Richard Wade Parsons, a non-smoker all his life, died at his home on the Point of Pines on April 18, 2017 from complications of COPD. He was 93. His wife Irmgard ("Cyd") died in 2010. Dick leaves his daughter Christine B. Parsons, who shared his home, son Richard W. Parsons, Jr. (Christine A.) of Sanford, Florida, and daughter Carol P. Parsons Thomas (Timothy) of Fairport, New York. He will also be missed by grandchildren Thomas, Timothy and partner Alyssa, Stephen and Sara Parsons, and Katherine and Spencer Thomas; and his sister Patricia Parsons Willis (Thomas) of Warminster, Pennsylvania. Dick's brothers Earle Waldon Parsons, Jr. and Robert Wells Parsons predeceased him.
Dick was born in Elizabeth, New Jersey on January 18, 1924 to Earle Waldon Parsons, Sr. and Eleanor (Bowers) Parsons. Later, Dick's widowed father married Elsie Brown. The couple had two more children and moved to Pleasantville, New York.
Dick graduated from Pleasantville High School in 1942. He spent one misguided semester at MIT before the war rescued him; he was drafted into the US Army Air Force in January of 1943.
Dick's unit trained in Miami Beach, bunking in a luxury hotel on the beach and drilling on a golf course. He learned teletype repair at Chinook Field near Champaign, Illinois, and was trained as a lineman at Columbia Army Air Force Base in South Carolina. In later years Dick chuckled that he never again saw a teletype machine nor strung a wire.
Dick shipped out on Columbus Day 1943, heading first to Scotland and then to England. His unit landed in Normandy three weeks after D-Day. Dick was never in combat but served in a supply outfit in France, Belgium and Germany.

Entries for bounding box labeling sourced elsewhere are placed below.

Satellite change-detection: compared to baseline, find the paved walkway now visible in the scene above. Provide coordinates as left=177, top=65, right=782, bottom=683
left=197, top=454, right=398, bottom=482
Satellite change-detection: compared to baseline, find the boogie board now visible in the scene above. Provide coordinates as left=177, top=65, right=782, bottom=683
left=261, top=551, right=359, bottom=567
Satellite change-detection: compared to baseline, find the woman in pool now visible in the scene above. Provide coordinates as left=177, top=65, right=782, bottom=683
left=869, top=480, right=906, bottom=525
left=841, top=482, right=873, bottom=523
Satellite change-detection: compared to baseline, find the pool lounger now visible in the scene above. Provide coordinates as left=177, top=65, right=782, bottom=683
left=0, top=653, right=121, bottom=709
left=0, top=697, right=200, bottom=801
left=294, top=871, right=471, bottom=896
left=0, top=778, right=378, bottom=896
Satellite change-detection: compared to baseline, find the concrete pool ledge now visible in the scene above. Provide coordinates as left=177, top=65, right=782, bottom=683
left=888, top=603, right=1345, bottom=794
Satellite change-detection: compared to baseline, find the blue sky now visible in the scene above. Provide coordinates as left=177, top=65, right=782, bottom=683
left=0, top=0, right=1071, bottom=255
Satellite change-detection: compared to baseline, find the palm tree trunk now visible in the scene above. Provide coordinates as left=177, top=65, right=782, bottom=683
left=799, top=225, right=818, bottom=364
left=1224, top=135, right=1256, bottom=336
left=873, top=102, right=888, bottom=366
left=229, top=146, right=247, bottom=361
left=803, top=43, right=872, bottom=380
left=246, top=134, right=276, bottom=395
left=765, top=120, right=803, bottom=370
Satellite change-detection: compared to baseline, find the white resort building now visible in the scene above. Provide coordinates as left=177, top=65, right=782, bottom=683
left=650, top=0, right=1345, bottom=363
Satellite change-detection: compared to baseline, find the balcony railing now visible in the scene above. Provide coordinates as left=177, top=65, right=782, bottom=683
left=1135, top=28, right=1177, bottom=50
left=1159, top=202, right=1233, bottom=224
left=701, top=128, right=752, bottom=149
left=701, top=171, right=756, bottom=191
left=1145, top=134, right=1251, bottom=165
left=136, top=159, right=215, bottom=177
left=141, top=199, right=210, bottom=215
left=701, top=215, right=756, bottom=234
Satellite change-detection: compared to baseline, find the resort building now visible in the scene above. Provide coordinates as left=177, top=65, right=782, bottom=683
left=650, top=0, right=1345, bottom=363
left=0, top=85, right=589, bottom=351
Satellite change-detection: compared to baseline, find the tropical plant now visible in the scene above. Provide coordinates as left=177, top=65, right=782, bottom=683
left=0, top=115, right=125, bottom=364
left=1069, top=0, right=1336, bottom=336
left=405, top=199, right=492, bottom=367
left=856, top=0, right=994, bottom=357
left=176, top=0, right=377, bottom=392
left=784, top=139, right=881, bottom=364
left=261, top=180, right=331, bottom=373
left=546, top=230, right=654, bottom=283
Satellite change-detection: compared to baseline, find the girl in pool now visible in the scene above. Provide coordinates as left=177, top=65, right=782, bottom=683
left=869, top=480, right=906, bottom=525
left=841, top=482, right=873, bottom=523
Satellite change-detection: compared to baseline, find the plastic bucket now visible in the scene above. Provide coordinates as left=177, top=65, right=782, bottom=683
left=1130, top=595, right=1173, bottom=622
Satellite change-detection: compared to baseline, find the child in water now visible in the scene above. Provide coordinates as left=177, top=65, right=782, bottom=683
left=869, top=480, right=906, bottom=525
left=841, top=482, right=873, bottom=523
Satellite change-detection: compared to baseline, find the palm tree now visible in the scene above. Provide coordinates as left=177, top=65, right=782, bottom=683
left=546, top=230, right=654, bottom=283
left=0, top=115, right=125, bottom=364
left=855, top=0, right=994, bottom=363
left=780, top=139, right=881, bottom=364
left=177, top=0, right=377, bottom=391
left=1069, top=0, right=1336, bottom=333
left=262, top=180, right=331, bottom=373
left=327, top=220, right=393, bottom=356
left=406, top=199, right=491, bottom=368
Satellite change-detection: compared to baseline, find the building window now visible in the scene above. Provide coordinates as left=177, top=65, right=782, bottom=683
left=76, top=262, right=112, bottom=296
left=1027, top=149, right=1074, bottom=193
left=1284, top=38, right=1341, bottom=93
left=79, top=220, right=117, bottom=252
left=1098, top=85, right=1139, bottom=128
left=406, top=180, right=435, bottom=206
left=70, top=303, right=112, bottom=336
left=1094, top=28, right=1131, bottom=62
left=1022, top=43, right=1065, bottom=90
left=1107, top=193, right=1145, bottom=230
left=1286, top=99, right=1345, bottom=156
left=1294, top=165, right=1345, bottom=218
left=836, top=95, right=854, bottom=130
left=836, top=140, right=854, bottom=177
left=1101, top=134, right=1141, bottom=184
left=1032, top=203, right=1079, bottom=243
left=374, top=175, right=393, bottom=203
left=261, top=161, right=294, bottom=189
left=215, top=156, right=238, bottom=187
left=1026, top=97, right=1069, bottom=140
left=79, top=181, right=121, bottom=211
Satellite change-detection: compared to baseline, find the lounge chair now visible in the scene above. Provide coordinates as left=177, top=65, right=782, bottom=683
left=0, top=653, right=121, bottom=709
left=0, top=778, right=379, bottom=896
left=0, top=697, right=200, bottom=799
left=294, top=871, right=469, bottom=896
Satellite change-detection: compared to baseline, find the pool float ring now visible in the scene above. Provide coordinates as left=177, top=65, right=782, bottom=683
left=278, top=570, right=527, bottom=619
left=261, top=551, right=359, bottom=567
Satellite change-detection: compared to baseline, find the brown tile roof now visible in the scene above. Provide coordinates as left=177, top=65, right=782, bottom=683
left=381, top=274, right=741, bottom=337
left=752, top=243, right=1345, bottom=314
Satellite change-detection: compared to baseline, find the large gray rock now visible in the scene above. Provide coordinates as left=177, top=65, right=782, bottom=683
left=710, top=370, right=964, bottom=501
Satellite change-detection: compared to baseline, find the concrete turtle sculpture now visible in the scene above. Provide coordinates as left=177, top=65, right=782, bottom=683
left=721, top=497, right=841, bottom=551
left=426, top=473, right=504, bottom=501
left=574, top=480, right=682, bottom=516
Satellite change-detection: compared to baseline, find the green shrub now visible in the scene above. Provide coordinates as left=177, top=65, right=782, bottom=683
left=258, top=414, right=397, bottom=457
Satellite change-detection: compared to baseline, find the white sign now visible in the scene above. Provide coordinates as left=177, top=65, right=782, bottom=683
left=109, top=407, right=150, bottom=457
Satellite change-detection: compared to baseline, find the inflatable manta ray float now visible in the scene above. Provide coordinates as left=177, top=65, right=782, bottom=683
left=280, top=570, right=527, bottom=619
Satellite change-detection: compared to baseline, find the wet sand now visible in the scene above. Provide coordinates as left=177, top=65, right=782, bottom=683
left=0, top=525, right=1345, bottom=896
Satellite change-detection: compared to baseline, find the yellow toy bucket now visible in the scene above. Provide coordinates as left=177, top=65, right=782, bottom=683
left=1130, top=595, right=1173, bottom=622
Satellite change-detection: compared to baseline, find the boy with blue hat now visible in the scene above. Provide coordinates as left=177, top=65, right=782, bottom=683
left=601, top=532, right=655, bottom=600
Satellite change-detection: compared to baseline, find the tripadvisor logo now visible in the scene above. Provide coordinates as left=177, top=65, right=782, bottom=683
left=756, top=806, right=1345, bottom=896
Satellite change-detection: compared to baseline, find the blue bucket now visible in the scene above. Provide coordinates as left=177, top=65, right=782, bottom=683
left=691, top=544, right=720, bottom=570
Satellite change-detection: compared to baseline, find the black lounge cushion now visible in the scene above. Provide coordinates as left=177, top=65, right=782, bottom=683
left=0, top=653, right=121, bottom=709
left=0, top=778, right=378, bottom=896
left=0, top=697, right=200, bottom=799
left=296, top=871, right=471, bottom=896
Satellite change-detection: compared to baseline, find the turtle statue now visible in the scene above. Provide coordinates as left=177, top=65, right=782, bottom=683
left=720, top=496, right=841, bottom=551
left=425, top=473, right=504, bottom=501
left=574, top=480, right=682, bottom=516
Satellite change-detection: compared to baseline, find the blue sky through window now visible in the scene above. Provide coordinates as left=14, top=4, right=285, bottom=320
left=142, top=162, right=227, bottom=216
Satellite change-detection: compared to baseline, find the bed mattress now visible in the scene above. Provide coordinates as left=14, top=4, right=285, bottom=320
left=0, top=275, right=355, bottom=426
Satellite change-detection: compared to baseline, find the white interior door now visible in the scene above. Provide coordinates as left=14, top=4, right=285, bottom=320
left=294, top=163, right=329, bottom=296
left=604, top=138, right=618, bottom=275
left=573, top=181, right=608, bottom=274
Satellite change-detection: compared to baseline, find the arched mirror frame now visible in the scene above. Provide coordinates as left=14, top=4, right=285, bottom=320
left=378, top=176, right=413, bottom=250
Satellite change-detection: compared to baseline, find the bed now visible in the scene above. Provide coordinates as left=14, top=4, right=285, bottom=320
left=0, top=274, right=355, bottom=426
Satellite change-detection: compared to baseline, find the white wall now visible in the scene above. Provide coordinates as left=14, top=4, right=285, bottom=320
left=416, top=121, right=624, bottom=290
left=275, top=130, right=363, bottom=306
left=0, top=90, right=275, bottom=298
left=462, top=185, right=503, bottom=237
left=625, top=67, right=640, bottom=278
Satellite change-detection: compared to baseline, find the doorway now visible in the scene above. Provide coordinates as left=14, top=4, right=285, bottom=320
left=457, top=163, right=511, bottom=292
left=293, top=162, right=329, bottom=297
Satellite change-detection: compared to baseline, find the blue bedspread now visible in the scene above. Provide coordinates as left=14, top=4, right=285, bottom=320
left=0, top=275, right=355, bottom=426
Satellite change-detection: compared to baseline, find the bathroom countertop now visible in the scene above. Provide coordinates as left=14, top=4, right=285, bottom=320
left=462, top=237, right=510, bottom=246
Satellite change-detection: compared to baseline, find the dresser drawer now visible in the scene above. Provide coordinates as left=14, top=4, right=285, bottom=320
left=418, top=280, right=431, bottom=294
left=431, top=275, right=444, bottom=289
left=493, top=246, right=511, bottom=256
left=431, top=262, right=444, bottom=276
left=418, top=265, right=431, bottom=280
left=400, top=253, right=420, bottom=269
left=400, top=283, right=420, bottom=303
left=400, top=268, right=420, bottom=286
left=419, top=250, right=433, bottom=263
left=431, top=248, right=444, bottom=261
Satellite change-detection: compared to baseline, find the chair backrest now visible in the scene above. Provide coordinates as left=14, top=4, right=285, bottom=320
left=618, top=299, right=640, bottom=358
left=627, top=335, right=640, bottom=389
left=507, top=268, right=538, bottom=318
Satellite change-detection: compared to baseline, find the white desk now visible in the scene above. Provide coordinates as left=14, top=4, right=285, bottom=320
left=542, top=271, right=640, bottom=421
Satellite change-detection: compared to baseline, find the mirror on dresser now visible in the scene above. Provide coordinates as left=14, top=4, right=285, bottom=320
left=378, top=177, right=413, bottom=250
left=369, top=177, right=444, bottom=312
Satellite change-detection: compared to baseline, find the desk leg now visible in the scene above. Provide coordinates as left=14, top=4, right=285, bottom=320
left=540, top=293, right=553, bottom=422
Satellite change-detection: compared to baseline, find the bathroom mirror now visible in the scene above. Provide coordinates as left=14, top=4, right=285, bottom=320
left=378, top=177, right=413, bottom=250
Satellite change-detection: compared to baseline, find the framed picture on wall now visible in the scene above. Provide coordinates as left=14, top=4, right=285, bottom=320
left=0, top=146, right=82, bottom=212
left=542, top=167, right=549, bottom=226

At the war's end Dick returned home and attended Lehigh University on the GI Bill, majoring in business administration. He graduated in 1949, then began graduate work at New York University. A friend told him of an opportunity in Washington, DC, so he left NYU to work for the Department of the Army.
During a lunchtime stroll across the Pentagon central plaza, a friend pointed out a pretty woman coming toward them and joked that Dick should marry her. Many months later Dick was paired with a woman as part of a group activity. He realized it was the same pretty woman, and he did eventually convince her to marry him.
Dick and Cyd married in 1957 and moved to Tonawanda, New York, a suburb of Buffalo, where they raised their family. Dick spent the rest of his working life employed by Marine Midland Bank as a municipal finance consultant. In middle age they relocated to Summit, New Jersey where Dick oversaw the municipal finance department at the bank's head office in New York City. In 1987 they retired to Englewood, to the house Cyd's parents had built in 1968.
Dick served as treasurer of the Point of Pines Homeowners Association for more than ten years. He was an avid coin and stamp collector, and loved books and movies about World War II. He enjoyed watching all sports, especially professional football, and was a steadfast Buffalo Bills fan.
Friends are invited to a memorial service at Lemon Bay Funeral Home on Buchans Landing in Englewood on Sunday at 12:30 pm, to be followed by a reception at the Lemon Bay Playhouse at 96 West Dearborn Street. Interment will be at the family plot in Hillside, New Jersey at a later date. In lieu of flowers, contributions may be made in Dick's memory to Tidewell Hospice, Philanthropy Department, 5955 Rand Boulevard, Sarasota, FL 34238, or to Lemon Bay Playhouse, Building Fund, 96 West Dearborn Street, Englewood, FL 34223.